Saturday, February 26, 2011

A Northern Virginia Online Business Index - Cross Industry Online Visitors in 2010 and 2011

While much information exists with which to gauge the DC metro and Northern Virginia business economy, for example local unemployment rates or commercial leasing activity, there's not a lot of "real" data available (at least publicly) regarding online business activity. What segments of the local business community are seeing more Internet traffic? Are online shoppers looking for more local business services online? Can you expect, as a local business, more online buying or research activity soon? (And therefore, perhaps some online marketing or advertising budgeting deserves to be updated?)

We've put together a simple "Northern Virginia Online Business User Visits" index, that tracks in a bi-monthly fashion, the unique visit traffic to a broad segment of Northern Virginia business websites.
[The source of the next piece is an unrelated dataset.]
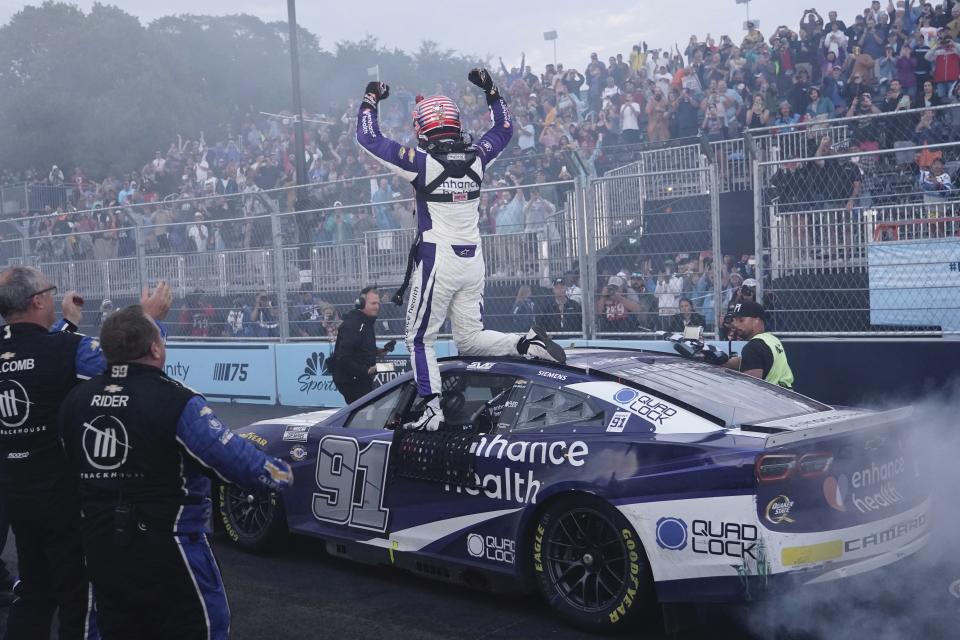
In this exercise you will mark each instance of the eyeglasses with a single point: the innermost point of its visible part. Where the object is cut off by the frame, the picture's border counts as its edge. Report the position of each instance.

This data comes from 30 of our Northern Virginia-specific Google Analytics and online marketing customers, representing a nice cross-section of industries - i.e. real estate, home and auto services, entertainment and media, consumer goods, healthcare and insurance, nonprofit, etc. The data is anonymized and presented in a way that shows simple, relative online user activity (i.e. the numbers don't mean anything, just the relative rate and direction of change).

Obviously, since these numbers come from Internet Marketing clients, they may as a group reflect more positive user activity than analytics from businesses who aren't using online marketing techniques. Also, particular businesses may have distinct performance metrics that buck the trends, due to particular news or compaigns. But it's interesting to look across all industry groups as a whole in the region, and see how the collective performed.

In short, aggregate online user activity to Northern Virginia business websites we tracked tumbled significantly in the first half of 2010, stabilized and improved a little through October, took a brief but very distinct holiday after Thanksgiving, and is now steadily (but not dramatically) trending back upwards.

The chart below shows the performance of the KME Index (adjusted for order of magnitude) as compared to the S&P 500 Index - a very definite lag but mirroring of the performance direction of this broader economic indicator.

What's it mean? Well, numbers can be manipulated and interpreted to mean most anything you want - but we're generally reading that there's some serious and durable growth in online business activity and consumer demand to be expected over the next few months, here in Northern Virginia. So it's time to repair your website, take note what the online competition's up to, and get your SEO in place to attract the coming growth in browser eyeballs and click-thru opportunities.